The study addressed whether non-antibiotic antidepressants can promote the horizontal transfer of ARGs via natural transformation. Using A. baylyi ADP1 and plasmid pWH1266, the data demonstrate that duloxetine, sertraline, fluoxetine, and bupropion significantly increase transformation at clinically relevant concentrations. Mechanistically, antidepressants elevate intracellular ROS, which increases membrane permeability and triggers stress pathways—competence, SOS, and universal stress responses—alongside enhanced ATP production. Under anaerobic or ROS-scavenged conditions, ROS elevations and transformation increases are lost, establishing ROS as a causal mediator.
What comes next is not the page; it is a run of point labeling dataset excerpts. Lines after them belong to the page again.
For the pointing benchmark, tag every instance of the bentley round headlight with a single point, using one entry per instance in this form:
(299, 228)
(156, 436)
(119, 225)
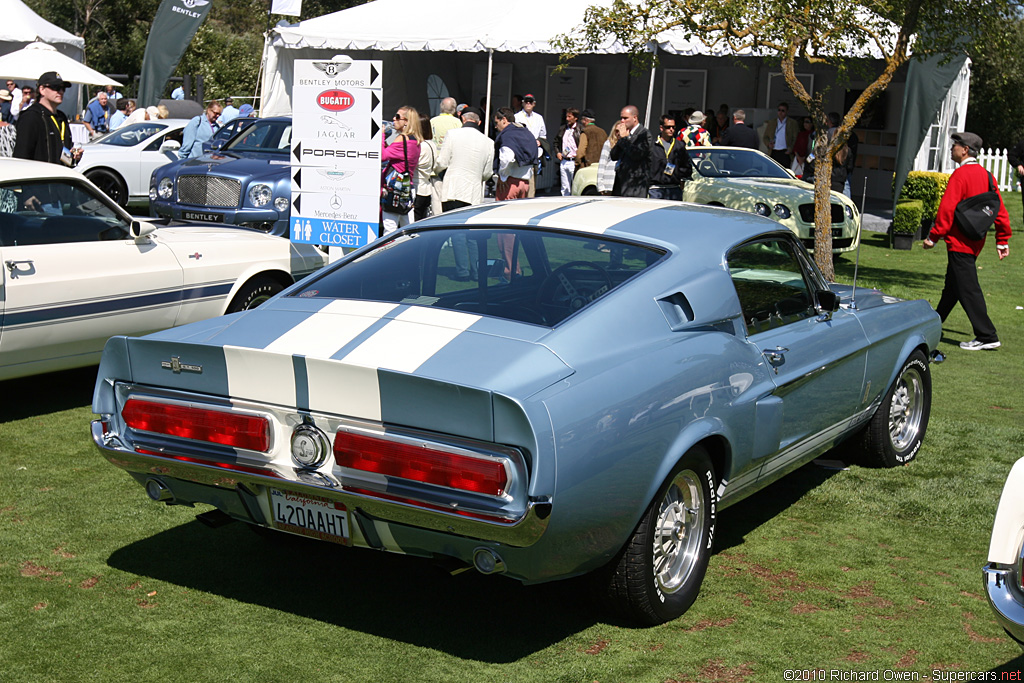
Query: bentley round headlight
(260, 195)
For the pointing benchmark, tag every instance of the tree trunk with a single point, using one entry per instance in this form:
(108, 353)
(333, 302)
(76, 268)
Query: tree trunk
(822, 204)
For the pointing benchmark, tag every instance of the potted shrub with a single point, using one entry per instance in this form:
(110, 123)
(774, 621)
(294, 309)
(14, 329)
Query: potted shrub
(929, 187)
(906, 222)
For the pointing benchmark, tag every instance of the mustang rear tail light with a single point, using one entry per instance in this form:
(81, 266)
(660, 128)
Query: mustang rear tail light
(233, 429)
(421, 463)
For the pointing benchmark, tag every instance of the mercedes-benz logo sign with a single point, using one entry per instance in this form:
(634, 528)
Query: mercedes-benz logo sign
(309, 445)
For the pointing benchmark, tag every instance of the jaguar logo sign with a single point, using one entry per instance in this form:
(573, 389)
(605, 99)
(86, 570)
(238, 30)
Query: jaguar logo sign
(335, 100)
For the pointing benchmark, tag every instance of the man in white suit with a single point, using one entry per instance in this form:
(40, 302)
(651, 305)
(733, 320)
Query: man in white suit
(467, 158)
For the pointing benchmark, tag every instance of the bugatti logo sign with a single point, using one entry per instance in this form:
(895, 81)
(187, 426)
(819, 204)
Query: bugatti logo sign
(335, 100)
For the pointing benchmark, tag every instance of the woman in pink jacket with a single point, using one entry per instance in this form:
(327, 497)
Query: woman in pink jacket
(404, 148)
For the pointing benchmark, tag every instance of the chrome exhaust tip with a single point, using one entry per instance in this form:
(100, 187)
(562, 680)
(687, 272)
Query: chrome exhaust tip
(487, 561)
(159, 492)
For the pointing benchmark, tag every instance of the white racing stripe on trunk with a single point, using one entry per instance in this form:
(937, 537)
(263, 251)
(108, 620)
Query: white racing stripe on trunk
(330, 329)
(408, 341)
(343, 389)
(258, 375)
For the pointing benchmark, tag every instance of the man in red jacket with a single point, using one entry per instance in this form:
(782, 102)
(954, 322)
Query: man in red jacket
(962, 272)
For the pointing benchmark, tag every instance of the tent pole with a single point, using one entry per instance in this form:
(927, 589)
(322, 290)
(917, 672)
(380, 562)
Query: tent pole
(259, 75)
(486, 103)
(650, 88)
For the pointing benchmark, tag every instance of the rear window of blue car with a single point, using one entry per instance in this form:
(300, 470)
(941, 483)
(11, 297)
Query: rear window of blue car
(530, 275)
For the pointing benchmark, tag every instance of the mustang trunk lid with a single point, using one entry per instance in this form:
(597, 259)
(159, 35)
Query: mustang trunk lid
(396, 364)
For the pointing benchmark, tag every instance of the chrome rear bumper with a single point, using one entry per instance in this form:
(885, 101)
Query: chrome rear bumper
(252, 483)
(1003, 587)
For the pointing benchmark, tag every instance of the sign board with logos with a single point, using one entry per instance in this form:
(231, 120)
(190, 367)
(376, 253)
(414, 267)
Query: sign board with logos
(336, 152)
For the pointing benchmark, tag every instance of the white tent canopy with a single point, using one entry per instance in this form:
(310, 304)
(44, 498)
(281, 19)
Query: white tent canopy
(29, 62)
(526, 27)
(20, 26)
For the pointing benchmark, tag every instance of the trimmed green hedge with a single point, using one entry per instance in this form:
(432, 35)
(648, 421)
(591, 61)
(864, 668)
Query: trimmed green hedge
(927, 186)
(906, 217)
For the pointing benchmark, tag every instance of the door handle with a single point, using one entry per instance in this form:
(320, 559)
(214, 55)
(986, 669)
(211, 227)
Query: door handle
(13, 269)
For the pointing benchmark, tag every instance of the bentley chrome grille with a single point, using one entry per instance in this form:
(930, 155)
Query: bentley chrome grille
(209, 190)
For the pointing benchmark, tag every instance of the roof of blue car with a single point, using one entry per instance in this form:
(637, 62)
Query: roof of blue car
(673, 223)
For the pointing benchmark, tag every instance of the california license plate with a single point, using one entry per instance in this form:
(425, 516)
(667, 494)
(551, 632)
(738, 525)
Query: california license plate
(207, 217)
(309, 515)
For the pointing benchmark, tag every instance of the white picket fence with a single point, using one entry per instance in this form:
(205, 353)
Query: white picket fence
(995, 161)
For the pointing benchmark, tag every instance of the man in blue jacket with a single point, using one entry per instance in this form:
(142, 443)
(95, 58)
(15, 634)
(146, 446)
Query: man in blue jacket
(199, 130)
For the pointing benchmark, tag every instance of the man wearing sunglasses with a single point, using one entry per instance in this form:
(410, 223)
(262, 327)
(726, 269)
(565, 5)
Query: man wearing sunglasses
(43, 130)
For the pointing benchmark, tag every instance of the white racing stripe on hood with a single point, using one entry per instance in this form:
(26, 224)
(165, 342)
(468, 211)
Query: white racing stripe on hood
(330, 329)
(409, 340)
(258, 375)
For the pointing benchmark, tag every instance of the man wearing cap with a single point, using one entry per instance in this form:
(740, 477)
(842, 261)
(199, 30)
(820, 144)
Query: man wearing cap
(671, 165)
(695, 135)
(229, 113)
(199, 130)
(535, 123)
(962, 252)
(97, 117)
(443, 122)
(780, 135)
(28, 98)
(5, 99)
(566, 145)
(592, 139)
(632, 154)
(739, 134)
(43, 130)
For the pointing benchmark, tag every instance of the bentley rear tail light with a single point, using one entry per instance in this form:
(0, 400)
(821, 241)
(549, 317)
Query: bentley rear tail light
(233, 429)
(421, 462)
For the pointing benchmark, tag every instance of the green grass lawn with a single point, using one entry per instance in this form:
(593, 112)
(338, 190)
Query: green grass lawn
(865, 570)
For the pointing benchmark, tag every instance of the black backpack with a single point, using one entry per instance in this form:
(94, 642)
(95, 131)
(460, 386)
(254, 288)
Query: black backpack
(976, 214)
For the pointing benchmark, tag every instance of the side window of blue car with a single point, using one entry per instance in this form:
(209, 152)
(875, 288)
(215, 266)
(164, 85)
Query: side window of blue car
(771, 285)
(38, 212)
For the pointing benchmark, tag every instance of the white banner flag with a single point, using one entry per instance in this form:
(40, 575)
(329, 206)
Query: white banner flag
(289, 7)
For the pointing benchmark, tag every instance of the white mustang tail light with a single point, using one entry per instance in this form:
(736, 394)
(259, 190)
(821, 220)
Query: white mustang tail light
(421, 463)
(233, 429)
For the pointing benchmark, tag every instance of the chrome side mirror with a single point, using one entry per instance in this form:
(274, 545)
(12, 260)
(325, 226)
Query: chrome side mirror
(141, 228)
(827, 304)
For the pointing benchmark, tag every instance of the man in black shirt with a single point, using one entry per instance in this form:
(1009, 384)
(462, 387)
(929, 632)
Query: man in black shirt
(739, 134)
(671, 165)
(43, 130)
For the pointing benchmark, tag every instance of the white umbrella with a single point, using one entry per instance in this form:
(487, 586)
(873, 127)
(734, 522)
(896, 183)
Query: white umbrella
(35, 59)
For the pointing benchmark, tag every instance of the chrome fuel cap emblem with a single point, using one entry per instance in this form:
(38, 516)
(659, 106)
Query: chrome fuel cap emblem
(309, 445)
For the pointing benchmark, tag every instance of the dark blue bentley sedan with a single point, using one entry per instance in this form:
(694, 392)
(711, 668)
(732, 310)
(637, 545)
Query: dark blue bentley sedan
(246, 182)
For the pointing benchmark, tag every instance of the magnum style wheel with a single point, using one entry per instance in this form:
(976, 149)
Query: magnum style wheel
(254, 293)
(895, 431)
(658, 573)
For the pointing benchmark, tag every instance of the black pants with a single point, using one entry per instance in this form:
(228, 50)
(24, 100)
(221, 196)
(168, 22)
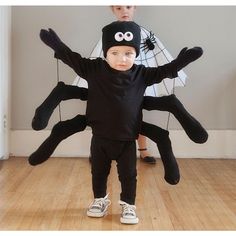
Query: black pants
(103, 151)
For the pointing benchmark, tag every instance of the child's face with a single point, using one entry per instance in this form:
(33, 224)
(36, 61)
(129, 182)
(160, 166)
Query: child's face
(124, 13)
(121, 57)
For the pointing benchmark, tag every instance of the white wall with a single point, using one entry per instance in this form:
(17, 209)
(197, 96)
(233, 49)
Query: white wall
(208, 95)
(5, 56)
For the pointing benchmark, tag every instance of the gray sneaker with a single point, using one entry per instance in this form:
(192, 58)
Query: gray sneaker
(128, 215)
(98, 208)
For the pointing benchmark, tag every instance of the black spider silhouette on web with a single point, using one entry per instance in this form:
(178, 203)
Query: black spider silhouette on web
(148, 43)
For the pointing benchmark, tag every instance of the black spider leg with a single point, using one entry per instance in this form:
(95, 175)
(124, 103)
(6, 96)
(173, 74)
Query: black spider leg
(58, 79)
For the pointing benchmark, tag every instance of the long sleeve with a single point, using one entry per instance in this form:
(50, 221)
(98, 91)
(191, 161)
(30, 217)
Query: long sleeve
(154, 75)
(81, 66)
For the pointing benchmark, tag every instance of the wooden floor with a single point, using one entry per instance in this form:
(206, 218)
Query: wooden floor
(56, 194)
Upregulation of antioxidant defenses, Fe–S cluster biogenesis, porins/outer membrane assembly, and competence/recombination proteins supports this mechanistic pathway. The necessity of the comFEBC competence machinery confirms that while ROS-induced membrane perturbations occur, active competence is required for transformation enhancement. These findings suggest antidepressants can influence microbial gene flow similarly to sub-inhibitory antibiotics by fostering conditions (oxidative stress and competence) conducive to DNA uptake and integration. Clinically, microbiomes in antidepressant-treated patients—particularly gut and urinary tract communities—may experience sustained exposure, potentially facilitating ARG acquisition. Environmentally, antidepressants persist through wastewater treatment and in surface waters, coexisting with extracellular DNA, highlighting a risk pathway for ARG spread in natural microbiomes with One Health implications.
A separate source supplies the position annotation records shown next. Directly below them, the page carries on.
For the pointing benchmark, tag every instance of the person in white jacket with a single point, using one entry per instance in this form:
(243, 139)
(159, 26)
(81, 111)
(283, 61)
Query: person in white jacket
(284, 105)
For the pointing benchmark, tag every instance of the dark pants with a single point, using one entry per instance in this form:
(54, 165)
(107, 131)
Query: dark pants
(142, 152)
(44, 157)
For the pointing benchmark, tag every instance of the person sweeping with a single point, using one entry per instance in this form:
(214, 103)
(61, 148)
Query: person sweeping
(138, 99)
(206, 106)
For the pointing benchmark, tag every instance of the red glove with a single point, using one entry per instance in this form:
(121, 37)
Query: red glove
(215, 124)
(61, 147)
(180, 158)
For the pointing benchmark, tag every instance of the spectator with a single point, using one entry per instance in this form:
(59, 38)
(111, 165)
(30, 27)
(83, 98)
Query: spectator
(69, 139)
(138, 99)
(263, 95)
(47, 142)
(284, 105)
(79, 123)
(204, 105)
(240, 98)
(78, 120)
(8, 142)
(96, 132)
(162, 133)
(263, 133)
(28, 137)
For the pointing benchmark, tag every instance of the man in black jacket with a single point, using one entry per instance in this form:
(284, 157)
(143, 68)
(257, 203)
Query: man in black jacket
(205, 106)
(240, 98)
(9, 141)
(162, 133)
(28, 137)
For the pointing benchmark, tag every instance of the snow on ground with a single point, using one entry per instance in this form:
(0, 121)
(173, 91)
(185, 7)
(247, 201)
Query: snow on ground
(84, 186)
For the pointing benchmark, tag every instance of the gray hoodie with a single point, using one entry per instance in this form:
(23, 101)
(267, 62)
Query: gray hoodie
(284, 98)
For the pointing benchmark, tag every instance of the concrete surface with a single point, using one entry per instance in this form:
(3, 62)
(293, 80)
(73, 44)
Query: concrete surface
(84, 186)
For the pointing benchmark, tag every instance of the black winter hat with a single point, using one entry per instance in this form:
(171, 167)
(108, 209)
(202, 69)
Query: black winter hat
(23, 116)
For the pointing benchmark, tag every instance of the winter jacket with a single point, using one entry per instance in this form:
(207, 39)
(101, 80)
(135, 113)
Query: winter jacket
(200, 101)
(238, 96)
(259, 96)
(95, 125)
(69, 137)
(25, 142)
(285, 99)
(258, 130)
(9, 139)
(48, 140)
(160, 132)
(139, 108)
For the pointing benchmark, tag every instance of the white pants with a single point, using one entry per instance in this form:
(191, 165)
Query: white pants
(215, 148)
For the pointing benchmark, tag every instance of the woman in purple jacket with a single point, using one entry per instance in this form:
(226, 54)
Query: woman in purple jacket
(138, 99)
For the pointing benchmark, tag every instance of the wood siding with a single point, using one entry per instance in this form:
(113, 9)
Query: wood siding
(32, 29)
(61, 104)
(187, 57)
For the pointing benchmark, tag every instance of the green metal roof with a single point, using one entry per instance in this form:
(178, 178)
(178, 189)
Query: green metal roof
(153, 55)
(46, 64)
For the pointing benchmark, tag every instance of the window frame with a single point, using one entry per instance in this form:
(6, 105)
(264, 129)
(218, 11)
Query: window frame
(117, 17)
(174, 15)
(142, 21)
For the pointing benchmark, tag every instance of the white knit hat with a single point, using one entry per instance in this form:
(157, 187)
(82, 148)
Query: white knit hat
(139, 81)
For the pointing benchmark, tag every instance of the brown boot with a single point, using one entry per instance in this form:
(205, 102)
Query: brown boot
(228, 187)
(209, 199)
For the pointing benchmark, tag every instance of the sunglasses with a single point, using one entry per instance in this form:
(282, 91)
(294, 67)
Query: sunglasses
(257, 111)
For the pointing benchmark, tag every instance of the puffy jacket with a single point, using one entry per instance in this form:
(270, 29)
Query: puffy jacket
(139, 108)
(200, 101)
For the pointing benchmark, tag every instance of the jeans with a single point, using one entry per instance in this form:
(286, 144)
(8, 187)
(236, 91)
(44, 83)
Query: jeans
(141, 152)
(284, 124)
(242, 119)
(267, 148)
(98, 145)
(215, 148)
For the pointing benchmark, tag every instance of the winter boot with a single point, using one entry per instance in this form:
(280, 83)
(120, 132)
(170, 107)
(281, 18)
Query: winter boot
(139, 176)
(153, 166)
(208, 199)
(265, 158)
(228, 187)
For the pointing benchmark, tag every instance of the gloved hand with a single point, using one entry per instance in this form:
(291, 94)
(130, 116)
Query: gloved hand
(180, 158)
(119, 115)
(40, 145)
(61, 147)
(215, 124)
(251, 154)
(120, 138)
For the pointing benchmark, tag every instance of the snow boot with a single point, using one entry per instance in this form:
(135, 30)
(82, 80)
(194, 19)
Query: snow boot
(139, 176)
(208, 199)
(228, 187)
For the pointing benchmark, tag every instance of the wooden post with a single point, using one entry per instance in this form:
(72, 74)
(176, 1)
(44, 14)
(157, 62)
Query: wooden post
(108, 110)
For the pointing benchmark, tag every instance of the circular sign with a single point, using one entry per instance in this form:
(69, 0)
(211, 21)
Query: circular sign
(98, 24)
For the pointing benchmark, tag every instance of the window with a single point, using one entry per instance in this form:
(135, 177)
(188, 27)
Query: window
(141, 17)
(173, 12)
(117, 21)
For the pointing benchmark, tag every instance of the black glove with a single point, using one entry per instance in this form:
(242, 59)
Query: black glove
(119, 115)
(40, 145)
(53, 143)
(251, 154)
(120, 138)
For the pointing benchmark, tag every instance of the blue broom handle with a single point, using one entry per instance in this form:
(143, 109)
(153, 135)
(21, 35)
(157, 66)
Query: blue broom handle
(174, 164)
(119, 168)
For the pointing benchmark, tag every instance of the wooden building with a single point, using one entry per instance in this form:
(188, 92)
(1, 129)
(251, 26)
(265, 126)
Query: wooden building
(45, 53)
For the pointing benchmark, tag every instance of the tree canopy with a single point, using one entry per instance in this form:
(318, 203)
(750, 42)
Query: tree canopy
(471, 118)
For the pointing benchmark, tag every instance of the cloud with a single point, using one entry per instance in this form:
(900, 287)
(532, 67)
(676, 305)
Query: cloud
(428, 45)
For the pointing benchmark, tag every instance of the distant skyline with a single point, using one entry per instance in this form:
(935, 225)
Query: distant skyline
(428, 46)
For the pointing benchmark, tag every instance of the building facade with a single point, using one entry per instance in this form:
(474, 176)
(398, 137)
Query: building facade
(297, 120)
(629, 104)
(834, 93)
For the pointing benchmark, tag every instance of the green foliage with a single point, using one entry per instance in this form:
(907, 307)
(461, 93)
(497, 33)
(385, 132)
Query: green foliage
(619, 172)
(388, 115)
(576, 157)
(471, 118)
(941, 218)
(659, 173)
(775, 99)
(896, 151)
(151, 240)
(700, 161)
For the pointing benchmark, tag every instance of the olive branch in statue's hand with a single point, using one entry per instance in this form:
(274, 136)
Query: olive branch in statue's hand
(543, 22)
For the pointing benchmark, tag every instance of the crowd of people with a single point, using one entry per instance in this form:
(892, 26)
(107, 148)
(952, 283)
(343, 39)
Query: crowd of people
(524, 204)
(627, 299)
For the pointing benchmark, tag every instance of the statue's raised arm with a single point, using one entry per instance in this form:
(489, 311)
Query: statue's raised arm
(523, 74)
Antidepressants—including duloxetine, sertraline, fluoxetine, and bupropion—can significantly promote horizontal gene transfer via natural transformation in A. baylyi ADP1. The enhancement is driven primarily by antidepressant-induced ROS overproduction, which increases membrane permeability and activates competence, SOS, universal stress responses, and ATP production, together facilitating the uptake and establishment of extracellular ARGs. These results provide molecular insight into how non-antibiotic pharmaceuticals may accelerate the dissemination of antibiotic resistance. The study recommends further assessment of clinical antidepressant use and environmental management regarding their potential to promote ARG spread, and encourages future research across diverse microbial species, community contexts, and environmental matrices.